# vet near the border



## julie798 (Jun 13, 2007)

Hi

I will be traveling from Almeria to the tunnel and I need to find a vet somewere around the spanish/french border, preferably not to far off the motorway, i need my dog to get treated for the ticks etc, so if anyone could point me in the right direction, i would be gratefull, i prefer there, as i do not want to wait in Calais for 24 hours after seeing the vet, Thanks.

The weather here in Almeria is getting warm now, although there was the usual winds up until last week, but hopefully they are gone now


----------



## javea (Jun 8, 2007)

*Vet near border*

If you look up www.pagesjaune.fr and in the box which reads "Quoi" type in veterinaire and in the box which reads "Ou" type in the town that you would like to see it will give you a list of local vets.

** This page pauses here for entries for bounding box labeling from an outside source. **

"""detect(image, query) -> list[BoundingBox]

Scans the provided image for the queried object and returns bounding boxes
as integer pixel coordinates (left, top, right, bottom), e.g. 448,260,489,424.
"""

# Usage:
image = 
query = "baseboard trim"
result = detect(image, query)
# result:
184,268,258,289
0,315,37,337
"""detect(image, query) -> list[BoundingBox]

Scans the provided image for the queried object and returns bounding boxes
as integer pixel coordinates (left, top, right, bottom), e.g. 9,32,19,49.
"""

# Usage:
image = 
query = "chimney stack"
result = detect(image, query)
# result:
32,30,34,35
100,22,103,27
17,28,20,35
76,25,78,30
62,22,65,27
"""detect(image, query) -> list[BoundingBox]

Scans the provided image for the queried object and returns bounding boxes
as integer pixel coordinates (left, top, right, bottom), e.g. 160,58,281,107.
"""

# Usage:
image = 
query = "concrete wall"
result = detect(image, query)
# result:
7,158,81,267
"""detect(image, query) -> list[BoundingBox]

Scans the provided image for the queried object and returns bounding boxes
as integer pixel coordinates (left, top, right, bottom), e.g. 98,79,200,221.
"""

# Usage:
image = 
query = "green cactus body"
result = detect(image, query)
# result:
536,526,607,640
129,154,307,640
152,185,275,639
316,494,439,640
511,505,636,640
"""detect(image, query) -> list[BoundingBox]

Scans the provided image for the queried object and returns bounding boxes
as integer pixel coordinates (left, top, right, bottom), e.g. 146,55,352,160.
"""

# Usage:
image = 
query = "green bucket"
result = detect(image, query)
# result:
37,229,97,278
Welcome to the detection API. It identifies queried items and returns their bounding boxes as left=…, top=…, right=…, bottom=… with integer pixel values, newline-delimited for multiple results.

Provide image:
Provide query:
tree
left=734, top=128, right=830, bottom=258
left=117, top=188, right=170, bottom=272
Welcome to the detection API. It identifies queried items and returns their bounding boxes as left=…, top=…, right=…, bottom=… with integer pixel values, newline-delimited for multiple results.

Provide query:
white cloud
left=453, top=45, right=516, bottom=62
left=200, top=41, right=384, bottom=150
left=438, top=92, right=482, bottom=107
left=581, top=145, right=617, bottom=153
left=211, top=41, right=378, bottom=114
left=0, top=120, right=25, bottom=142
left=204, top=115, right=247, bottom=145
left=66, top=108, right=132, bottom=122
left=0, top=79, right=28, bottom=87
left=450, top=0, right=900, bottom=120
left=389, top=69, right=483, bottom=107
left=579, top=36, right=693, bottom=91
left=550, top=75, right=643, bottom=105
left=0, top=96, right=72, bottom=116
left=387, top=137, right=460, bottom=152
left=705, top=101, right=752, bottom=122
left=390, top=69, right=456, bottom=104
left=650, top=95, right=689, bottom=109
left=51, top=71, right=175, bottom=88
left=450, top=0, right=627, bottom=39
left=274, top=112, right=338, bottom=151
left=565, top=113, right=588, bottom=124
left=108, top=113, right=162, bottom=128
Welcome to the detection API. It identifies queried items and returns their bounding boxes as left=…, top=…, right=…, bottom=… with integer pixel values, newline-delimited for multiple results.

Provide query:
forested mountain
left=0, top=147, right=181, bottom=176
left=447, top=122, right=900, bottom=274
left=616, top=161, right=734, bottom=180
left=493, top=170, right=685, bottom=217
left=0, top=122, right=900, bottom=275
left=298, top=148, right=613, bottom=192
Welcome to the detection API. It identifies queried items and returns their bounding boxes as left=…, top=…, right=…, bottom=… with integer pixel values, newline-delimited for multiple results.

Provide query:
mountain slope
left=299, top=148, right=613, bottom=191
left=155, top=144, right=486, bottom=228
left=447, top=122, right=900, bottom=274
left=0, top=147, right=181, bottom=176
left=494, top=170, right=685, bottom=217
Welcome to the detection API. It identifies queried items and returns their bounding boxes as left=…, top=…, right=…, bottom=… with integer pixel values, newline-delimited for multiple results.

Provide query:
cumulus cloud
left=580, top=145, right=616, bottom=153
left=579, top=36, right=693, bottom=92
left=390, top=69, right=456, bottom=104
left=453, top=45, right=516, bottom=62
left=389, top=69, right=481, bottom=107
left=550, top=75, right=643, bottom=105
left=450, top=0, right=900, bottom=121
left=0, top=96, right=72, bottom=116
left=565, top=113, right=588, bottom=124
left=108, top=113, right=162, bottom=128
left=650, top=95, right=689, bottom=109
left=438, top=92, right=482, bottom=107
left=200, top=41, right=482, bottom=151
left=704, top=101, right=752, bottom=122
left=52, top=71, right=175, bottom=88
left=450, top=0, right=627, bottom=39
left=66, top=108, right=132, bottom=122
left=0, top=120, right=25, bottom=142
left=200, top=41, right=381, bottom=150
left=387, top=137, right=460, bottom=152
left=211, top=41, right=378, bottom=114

It's a long haul from the border and personally, like an increasing number of other members, I use the vet in Forges les Eaux. Stop overnight at the excellent aire there and then drive about 140 miles to Calais. My worry has always been that vets far away from the North have probably not dealt with the completion of the passport before and it there is any error you WILL have problems when you try and book in. If you want more detail of this vet let me know.


----------



## Briarose (Oct 9, 2007)

Hi Julie great to see you posting.

I too used the vet in Forges les Eaux...........there is a good overnight aire there too, you will need to make appointment see my posts in the pet forum for the number and ask to speak to Patrick, as the receptionist doesn't speak english. He told me to ring 24 hours before. If I can help anymore just shout out Nette.

*Edit to add this place is approx a 2-3 hour drive from Calais and the vet is such a gentleman and speaks perfect english, also parking/walking to him is a few minutes away.........nice little town too.


----------